The investigation followed a workplace fatality in Enniskillen on May 22nd, 2018, which resulted in the death of Neil Graham, a 17-year-old part-time engineering student.
His death occurred at the premises of Gordon Brown Agricultural Engineering, Boho Road, Enniskillen.
Gordon Brown, the owner of the business, and Neil, a part-time engineering student at South West College, Omagh, who was completing work placement at the time, were working on repairs to a tractor owned by C&V Loane Limited of Kesh, County Fermanagh.

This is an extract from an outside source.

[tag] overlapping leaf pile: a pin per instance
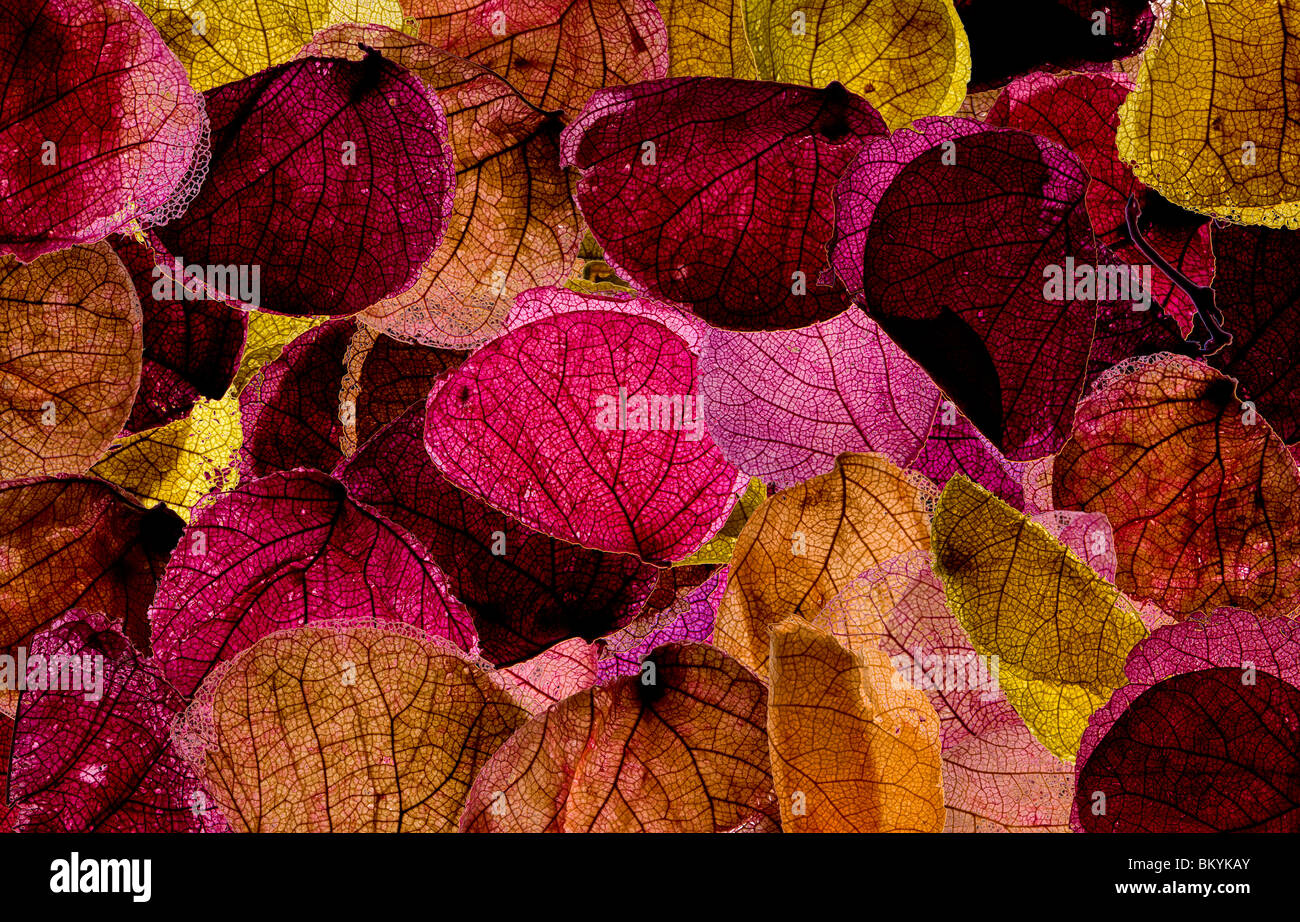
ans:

While working underneath the tractor, a sitting at Belfast Crown Court on February 15th, 2023, heard, Neil was fatally crushed by the forward movement of the back right wheel after Gordon Brown started the vehicle.
An inspection pit was available in the workshop, from where the tractor could have been examined safely from below; however, it was not used at the time, the court heard.

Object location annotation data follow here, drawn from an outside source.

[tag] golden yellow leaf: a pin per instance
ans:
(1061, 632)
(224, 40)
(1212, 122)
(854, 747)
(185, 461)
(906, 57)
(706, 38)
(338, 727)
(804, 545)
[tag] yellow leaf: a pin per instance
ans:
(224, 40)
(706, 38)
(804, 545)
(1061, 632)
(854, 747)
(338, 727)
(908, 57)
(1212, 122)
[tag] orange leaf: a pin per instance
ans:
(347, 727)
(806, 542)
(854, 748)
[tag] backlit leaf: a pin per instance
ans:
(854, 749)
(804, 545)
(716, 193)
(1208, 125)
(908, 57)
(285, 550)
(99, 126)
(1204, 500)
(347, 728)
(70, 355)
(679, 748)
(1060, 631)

Following an investigation by the Health and Safety Executive for Northern Ireland (HSENI), fines totalling £50,000 were handed down to three defendants at Belfast Crown Court.
Health and safety offences
Each of the three defendants had earlier pleaded guilty to the health and safety offences at a court hearing in November 2022.

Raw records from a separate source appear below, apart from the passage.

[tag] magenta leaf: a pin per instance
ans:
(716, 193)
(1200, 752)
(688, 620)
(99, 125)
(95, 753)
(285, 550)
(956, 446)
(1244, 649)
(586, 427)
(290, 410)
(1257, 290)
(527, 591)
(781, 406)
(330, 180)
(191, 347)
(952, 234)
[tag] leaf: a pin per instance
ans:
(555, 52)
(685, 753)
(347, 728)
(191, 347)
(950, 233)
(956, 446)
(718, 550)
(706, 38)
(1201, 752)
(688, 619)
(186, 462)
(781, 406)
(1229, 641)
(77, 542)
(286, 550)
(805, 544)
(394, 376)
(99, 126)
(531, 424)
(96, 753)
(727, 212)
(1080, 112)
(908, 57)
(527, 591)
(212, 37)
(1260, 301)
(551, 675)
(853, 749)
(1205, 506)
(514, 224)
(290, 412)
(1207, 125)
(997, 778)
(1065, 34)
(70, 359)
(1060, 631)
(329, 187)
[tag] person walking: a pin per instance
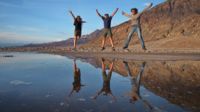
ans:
(135, 26)
(107, 28)
(78, 28)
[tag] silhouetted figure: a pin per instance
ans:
(77, 79)
(78, 28)
(107, 27)
(135, 92)
(135, 24)
(106, 81)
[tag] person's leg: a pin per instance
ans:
(138, 78)
(75, 40)
(140, 37)
(111, 37)
(103, 40)
(103, 43)
(134, 28)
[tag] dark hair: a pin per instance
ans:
(106, 14)
(135, 9)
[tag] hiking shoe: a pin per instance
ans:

Gordon Brown was fined £20,000 for failing to ensure the safety of his employee, Neil Graham, and for failing to implement a safe system while working under the tractor.
Jamie Loane, a director and employee of C&V Loane Limited, was fined £10,000 for failing in his duties as an employee to take reasonable care for the health and safety of another person.
The court fined C&V Loane Limited £20,000 for failings in respect of its duty to Neil Graham as someone who was not directly employed by the company.
Safety inspector comments
HSENI Inspector Anne Cassidy said the tragic incident “needlessly” claimed the life of a young man who was training to become a qualified mechanic.
Working under machinery of any description poses significant hazards, she outlined.
“This work activity was even more hazardous as a key safety feature of the tractor had been disabled.
“Every employer has a responsibility to ensure the safety of workers. The identification of safe systems of work is key to ensuring safe work practices,” Cassidy concluded.